Ten Reasons to Take a Silversea Cruise to Patagonia

While there are only a handful of choices when considering which cruise line to take to Patagonia, Silversea cruise line, stands – or rather sails – far above the rest. Here are the 10 best reasons why:

Size matters

Chile’s serene Lake District and magnificent Patagonia are best seen aboard Silversea’s Silver Explorer. The ship is small enough to dock at quaint towns and maneuver through narrow channels amid breathtaking fjords, glaciers and some of the world’s most dramatic natural sites. However, Silversea Silver Explorer is also large enough to assure complete comfort, excellent dining and their renowned world-class service.

Luxury marries adventure

Silversea’s Silver Explorer’s 144-passenger expedition ship is specially designed to navigate remote waters, which includes the two Polar Regions. It also carries 12 Zodiac boats that provide guests a bird’s eye view of truly off-the-beaten-path locales.

With all-suite luxury accommodations, including pillow menus, Pratesi linens, personalized mini-bar, flat-screen televisions, 24-hour room service, and most important, a personal butler whose mission is to make your life perfect, Silversea expeditions blissfully weds luxury with adventure.

Boredom is a bad word

Onboard there were interesting lectures by academic naturalists in marine biology, anthropology, ornithology, geology and botany. Also onboard, a small fitness center, salon, spa, boutique, two outdoor Jacuzzis, an observation library, cigar lounge, explorer auditorium lounge and piano bar lounge.

On my recent voyage, there were 102 passengers, mainly Americans, Canadians, Aussies and Swiss nationals. Also on offer were cooking demonstrations by Executive Chef Pia, enjoyable bartending courses (Cosmos anyone?), and informative bridge tours by the ship’s affable British captain, Piers Alvarez.

Time for great museums

Embarkation was in Valparaiso, 90-minutes from Santiago. Six hundred miles south we arrived to Niebla in Chile’s Lake District. Driving onward to the small city of Valdivia, the Historical and Anthropology Museum houses impressive period furnishings, including a rare, two-sided piano. The museum was formerly the home of German political exile Carl Anwandter, whose claim to fame included founding Chile’s first brewery. Upstairs are native Mapuche silver artifacts and tools.

And just a reminder that Mother Nature is never far away in Patagonia, at Valdivia’s colorful central fish market along the riverbank featuring several salmon varieties, enormous, goofy sea lions lollygag nearby lingering for scraps.
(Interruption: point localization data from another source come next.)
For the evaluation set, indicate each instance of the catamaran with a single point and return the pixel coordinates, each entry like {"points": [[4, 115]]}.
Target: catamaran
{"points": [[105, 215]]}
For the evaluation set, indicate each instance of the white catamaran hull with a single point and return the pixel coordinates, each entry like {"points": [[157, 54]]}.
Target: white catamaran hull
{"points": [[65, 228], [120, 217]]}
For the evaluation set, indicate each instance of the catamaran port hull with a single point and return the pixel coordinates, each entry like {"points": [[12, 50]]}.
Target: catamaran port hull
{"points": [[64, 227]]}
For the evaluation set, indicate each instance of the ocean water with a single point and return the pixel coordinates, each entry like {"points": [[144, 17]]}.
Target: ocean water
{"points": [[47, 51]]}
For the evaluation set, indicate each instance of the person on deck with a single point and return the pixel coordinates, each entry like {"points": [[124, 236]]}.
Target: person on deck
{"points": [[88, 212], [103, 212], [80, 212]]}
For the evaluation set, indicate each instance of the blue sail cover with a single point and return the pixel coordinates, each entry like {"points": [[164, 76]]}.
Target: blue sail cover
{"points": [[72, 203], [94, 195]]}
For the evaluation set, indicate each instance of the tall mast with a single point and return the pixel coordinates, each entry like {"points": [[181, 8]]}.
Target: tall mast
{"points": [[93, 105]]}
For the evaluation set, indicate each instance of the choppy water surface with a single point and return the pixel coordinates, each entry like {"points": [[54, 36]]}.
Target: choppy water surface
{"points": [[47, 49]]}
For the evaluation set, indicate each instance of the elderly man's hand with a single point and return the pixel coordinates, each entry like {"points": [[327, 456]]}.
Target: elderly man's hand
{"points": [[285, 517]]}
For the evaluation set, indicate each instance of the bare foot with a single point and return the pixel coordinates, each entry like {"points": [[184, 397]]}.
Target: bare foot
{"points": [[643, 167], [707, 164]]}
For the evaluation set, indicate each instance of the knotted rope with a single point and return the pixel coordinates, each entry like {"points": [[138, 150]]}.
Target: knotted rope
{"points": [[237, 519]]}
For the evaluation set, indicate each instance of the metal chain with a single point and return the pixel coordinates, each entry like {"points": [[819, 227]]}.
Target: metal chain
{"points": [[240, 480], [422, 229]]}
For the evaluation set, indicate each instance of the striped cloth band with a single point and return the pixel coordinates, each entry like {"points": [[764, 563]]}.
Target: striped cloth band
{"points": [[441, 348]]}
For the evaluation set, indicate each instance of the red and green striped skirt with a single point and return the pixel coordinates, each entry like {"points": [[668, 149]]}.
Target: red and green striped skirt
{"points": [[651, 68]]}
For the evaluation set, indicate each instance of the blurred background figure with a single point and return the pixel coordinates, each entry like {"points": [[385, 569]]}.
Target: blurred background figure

Further south, Punta Arenas’ Salesiano Museum had an excellent collection of taxidermy regional wildlife and artifacts of Indigenous peoples. Also on display, several photos by mountaineering priest Alberto Agostini resulting in the production of several regional maps.

In Tierra del Fuego’s capital of Ushuaia, The Museo del Fin del Mundo – End of the World Museum – is housed in a historic 1912 bank building. There are informative exhibits on the region’s aboriginal peoples (Yamana, Selkn’am and Fuegian Indians) and natural history taxidermy displays of the area’s birds. Down the street at the private Museo Maquetas Mundo Yamana are well-done exhibits, dioramas and cartographic representations of the peoples who have lived along the Beagle Channel.

Volcano envy

In Puerto Montt, snowcapped volcanoes, Orsono, Calbuco and Tronador, are visible at every turn, each majestic like a Phoenix rising. Often referred to as Chile’s Mt. Fuji, Mt. Osorno – which last erupted in 1869 – is most impressive with its perfect apex.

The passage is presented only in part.